Ele tinha aquela mania que tudo tinha de estar no sítio. A cama onde nasceu, a masseira do pão, a escudela onde se lavava a louça, as velhas panelas, o cântaro da água, os frascos dos remédios, os santinhos pendurados nas paredes pela mãe, os móveis, as cadeiras. José Maria Ferreira de Castro nasceu numa casa modesta a 24 de Maio de 1898 em Ossela, Oliveira de Azeméis. A casa que quis transformar em museu com tudo no lugar da sua infância para mostrar as origens sem rodeios, sem retoques, sem artifícios. A casa-museu é uma das 34 estações do roteiro literário “Caminhos de Ferreira de Castro” que é inaugurado a 28 de Maio. No ano em que se assinala o centenário da vida literária do autor de Emigrantes, um dos escritores portugueses mais traduzidos no mundo, é possível abraçar os primeiros anos da sua vida precisamente onde tudo aconteceu, em Ossela, ao longo de 34 pontos assinalados com excertos das suas obras criteriosamente seleccionados pelo Centro de Estudos Ferreira de Castro – que ao longo deste ano tem um programa de comemorações dos 100 anos do início da vida literária de um dos nomes maiores da literatura nacional do século XX.

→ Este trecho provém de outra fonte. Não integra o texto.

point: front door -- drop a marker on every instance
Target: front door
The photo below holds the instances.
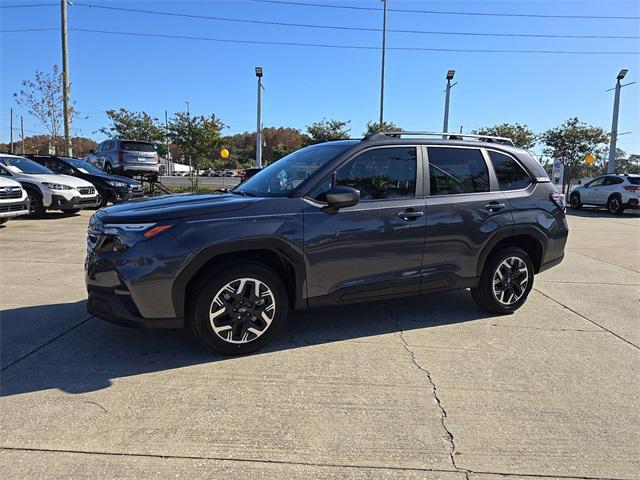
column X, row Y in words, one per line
column 373, row 249
column 464, row 209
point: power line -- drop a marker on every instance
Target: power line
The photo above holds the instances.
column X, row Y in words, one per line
column 356, row 47
column 441, row 12
column 343, row 27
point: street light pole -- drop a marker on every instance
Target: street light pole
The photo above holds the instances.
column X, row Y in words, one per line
column 65, row 80
column 384, row 49
column 445, row 125
column 611, row 165
column 259, row 123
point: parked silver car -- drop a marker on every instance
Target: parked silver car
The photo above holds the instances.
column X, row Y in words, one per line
column 126, row 156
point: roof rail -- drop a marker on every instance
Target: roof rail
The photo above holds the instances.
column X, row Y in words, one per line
column 444, row 135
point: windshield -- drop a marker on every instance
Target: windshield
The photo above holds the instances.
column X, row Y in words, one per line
column 138, row 146
column 84, row 167
column 282, row 177
column 23, row 165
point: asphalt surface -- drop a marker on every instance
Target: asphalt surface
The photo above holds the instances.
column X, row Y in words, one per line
column 424, row 388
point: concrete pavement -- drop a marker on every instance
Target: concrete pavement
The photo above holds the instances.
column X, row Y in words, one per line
column 429, row 388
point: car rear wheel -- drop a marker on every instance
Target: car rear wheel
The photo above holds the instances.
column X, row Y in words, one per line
column 239, row 309
column 34, row 199
column 505, row 282
column 614, row 205
column 574, row 201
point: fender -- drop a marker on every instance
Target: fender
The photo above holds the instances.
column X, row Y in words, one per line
column 288, row 253
column 512, row 231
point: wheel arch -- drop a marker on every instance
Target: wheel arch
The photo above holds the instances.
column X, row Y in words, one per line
column 281, row 258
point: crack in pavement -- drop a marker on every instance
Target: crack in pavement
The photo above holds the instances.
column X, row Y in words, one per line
column 443, row 413
column 587, row 319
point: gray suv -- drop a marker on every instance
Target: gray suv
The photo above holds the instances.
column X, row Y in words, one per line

O circuito completo tem 12,89 quilómetros e uma biblioteca em frente à casa-museu que Ferreira de Castro quis construir e oferecer à sua terra em 1973 com o dinheiro ganho em dois prémios literários em França. Deixou mais de 6000 livros e a indicação expressa que dali não sairiam. Deixou mais: ditados escritos à mão na escola primária, o diploma do 2.º grau do ensino primário, o passaporte com que partiu para o Brasil, quadros pintados pela sua segunda mulher, a artista espanhola Elena Muriel. E ainda a sua primeira foto com a seguinte legenda: “Primeira fotografia de Ferreira de Castro. Por ser muito pobre, só aos 17 anos foi fotografado em Belém do Pará”.

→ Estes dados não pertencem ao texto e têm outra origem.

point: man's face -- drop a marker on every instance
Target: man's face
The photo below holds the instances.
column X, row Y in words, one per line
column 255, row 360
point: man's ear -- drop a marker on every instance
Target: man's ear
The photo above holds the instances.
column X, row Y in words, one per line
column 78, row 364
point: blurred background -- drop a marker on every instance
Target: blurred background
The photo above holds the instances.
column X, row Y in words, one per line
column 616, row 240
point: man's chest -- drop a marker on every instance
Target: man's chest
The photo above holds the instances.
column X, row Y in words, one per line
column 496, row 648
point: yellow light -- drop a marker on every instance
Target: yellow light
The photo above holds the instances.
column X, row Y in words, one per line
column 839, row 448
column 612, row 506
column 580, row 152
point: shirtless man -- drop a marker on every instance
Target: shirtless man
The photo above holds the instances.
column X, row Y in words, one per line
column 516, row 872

O roteiro é um percurso físico e emocional pelo arquivo que Ferreira de Castro fez questão de preservar. Em cada estação, uma paisagem, um edifício, e palavras do escritor que acompanham memórias. Recue-se ao passado, pois então. No rio Caima, e para lá se chegar passa-se por vários campos de cultivo, Ferreira de Castro tomava banho com os colegas nessas águas “frias e azuis” e “entre amieiros sussurrantes”. Com os amigos da escola construiu uma bicicleta de madeira. Fez umas andas que escondia no monte a meio caminho entre casa e escola, adorava apanhar as canas dos foguetes que caíam nos pinhais, ficava danado quando os seus papagaios não subiam tão alto como os que via na praia do Furadouro. No chafariz de Vermoim, brincava com o arco do pipo.
Maria Manuela, 75 anos, mora a dois passos da casa de Ferreira de Castro. Guarda as chaves da casa-museu há 45 anos, é a guia de serviço, e não esquece as visitas de Jorge Amado, José Saramago, Assis Esperança àquela habitação – e de outros políticos como Ramalho Eanes ou Mário Soares. Abre a porta do rés-do-chão para mostrar o lagar e os pipos e para lembrar que antigamente aquele piso era de terra batida. Abre o portão e mostra a placa que assinala que naquele lugar, ao lado da casa, existia um forno a lenha, o curral da cabra e um pombal. E sobe as escadas de pedra para abrir a porta de madeira velha. “Passava aqui horas sentado. Gostava muito de ficar sozinho a pensar”, recorda.